Ce général arrivait d'Egypte. Nous avons vu quel rôle il y avait joué. Depuis long-temps ses grandes qualités étaient connues et appréciées en Europe. Toute l'armée le pleura. Il avait toujours vécu pour la gloire; elle eut sa dernière pensée. Son aide-de-camp l'avait reçu dans ses bras, et cherchait à le secourir; il lui adressa ces belles paroles en expirant: allez dire au premier consul que je meurs avec le regret de n'avoir point assez fait pour vivre dans la postérité.

La bataille de Marengo, ainsi appelée, du nom de la plaine où elle fut livrée, plaça le comte de Mélas dans la position la plus difficile. Il avait perdu presque toute son artillerie: les vivres lui étaient coupés: il se trouvait séparé de la Toscane et des provinces vénitiennes sujettes à l'empereur, et l'armée de Suchet menaçait de le placer entre deux feux; aussi capitula-t-il. La convention. fut que les Autrichiens remettraient aux Français, les forteresses de Gênes, de Savone, de Coni, de Ceva, de Turin, de Tortone, d'Alexandrie, de Milan, de Pizzigithone, d'Arona et d'Urbin; toute la Ligurie, tout le Piémont, toute la république italienne, à l'exception des villes de Peschiera, de Mantoue, de Borgoforte, de Ferrare

et d'Ancone; à ces conditions, l'armée autrichienne eut la liberté de traverser les cantonnemens français, pour se retirer derrière la ligne du Mincio.

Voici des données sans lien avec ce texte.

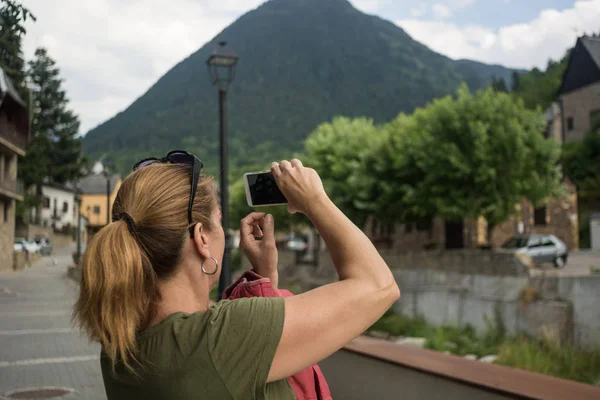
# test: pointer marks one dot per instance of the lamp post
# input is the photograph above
(106, 174)
(221, 66)
(78, 201)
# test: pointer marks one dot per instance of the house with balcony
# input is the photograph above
(58, 210)
(98, 193)
(14, 136)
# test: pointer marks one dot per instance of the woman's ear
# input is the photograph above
(201, 240)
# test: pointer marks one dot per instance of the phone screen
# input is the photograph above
(264, 190)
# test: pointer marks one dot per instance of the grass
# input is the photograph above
(550, 359)
(542, 356)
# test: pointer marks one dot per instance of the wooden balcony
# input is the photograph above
(12, 189)
(11, 138)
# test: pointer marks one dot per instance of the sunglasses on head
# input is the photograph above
(182, 158)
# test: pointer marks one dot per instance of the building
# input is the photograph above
(577, 108)
(93, 190)
(58, 209)
(558, 217)
(14, 136)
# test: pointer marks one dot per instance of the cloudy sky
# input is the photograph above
(111, 51)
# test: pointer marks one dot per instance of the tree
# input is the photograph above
(12, 18)
(336, 149)
(582, 163)
(464, 157)
(516, 82)
(55, 152)
(499, 84)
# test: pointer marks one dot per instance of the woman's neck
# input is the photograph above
(182, 293)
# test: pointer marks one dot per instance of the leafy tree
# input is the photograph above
(469, 156)
(12, 19)
(55, 152)
(336, 149)
(582, 163)
(499, 85)
(516, 82)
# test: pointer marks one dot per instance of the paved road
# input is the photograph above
(38, 346)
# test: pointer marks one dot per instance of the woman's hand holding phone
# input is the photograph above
(301, 186)
(262, 253)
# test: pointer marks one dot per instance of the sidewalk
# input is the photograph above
(38, 346)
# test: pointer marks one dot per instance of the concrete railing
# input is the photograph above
(375, 369)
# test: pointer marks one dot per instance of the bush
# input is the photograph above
(542, 356)
(551, 359)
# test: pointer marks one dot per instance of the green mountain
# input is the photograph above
(301, 63)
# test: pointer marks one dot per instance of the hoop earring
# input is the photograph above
(216, 267)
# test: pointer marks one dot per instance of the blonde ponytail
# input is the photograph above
(122, 265)
(117, 287)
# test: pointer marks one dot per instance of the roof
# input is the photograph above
(96, 184)
(592, 44)
(7, 88)
(583, 67)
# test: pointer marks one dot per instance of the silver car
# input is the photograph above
(541, 248)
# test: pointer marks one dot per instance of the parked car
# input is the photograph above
(31, 247)
(45, 245)
(541, 248)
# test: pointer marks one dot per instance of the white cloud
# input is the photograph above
(524, 45)
(418, 11)
(441, 11)
(460, 3)
(368, 6)
(111, 51)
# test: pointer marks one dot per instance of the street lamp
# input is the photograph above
(106, 173)
(221, 66)
(78, 201)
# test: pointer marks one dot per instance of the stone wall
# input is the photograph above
(578, 105)
(7, 234)
(475, 287)
(58, 240)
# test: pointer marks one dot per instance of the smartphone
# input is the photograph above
(262, 190)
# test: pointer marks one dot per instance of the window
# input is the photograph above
(539, 216)
(424, 224)
(570, 124)
(595, 119)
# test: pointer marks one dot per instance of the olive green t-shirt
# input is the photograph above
(222, 353)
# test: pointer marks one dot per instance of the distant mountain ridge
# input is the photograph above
(302, 62)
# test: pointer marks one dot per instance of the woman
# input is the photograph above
(147, 277)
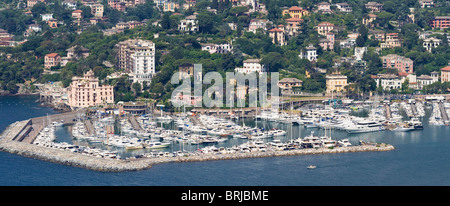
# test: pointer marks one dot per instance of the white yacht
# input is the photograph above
(344, 143)
(155, 144)
(364, 126)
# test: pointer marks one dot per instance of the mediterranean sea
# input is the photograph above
(421, 158)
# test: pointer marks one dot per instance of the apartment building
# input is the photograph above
(86, 92)
(137, 57)
(394, 61)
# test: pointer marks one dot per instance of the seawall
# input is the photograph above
(119, 165)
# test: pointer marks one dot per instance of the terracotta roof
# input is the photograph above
(294, 19)
(276, 30)
(52, 55)
(287, 80)
(326, 24)
(403, 74)
(295, 8)
(447, 69)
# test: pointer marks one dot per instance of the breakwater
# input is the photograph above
(7, 144)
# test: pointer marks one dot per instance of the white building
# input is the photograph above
(189, 24)
(70, 4)
(359, 52)
(310, 54)
(137, 57)
(143, 61)
(252, 65)
(388, 81)
(257, 24)
(46, 17)
(424, 80)
(217, 48)
(430, 43)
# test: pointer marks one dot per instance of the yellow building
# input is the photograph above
(296, 12)
(336, 82)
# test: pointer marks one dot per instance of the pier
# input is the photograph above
(12, 140)
(443, 113)
(387, 111)
(413, 109)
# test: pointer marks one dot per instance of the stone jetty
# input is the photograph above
(7, 144)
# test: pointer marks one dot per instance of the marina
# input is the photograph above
(135, 142)
(421, 155)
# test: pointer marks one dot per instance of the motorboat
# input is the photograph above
(156, 144)
(403, 129)
(344, 143)
(364, 126)
(311, 167)
(277, 132)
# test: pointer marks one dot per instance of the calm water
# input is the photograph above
(420, 158)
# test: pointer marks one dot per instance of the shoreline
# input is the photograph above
(119, 165)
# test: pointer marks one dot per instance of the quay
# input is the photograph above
(10, 141)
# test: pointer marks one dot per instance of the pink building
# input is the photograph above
(442, 22)
(77, 14)
(86, 92)
(324, 27)
(51, 60)
(402, 64)
(328, 43)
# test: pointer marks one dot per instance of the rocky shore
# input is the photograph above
(119, 165)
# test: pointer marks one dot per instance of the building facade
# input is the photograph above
(296, 12)
(336, 82)
(137, 57)
(252, 65)
(51, 60)
(445, 74)
(441, 22)
(277, 36)
(431, 43)
(388, 81)
(324, 27)
(394, 61)
(86, 92)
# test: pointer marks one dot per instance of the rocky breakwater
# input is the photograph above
(372, 147)
(118, 165)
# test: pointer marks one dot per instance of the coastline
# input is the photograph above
(118, 165)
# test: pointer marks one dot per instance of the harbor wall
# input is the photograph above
(119, 165)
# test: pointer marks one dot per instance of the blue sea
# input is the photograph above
(421, 158)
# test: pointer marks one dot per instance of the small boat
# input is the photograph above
(403, 129)
(311, 167)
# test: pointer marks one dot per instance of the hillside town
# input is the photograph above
(96, 53)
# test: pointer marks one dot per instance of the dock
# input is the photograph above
(12, 141)
(387, 111)
(443, 113)
(414, 109)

Certes, ces avantages sont très-brillans; mais pour qu'ils pussent tourner entièrement à la gloire de Bonaparte, il faudrait que la victoire qui les produisit, fût bien son ouvrage, et il serait nécessaire encore, à cause de sa qualité de premier magistrat de la république française, que la bataille qui eut cette victoire pour résultat, n'eût pas compromis le salut de la France. Nous venons de voir tout ce que les républicains gagnèrent à la victoire de Marengo; qu'eussent-ils perdu si la défaite de l'armée française se fût achevée ce jour-là? Paris, peutêtre; car, vainqueurs à Marengo, maîtres comme ils l'étaient de Gênes, il était possible en effet que les Autrichiens vinssent asseoir leur camp jusque sous les murs de la capitale de la France, comme les Anglais le firent en 1815, après la bataille du MontSaint-Jean.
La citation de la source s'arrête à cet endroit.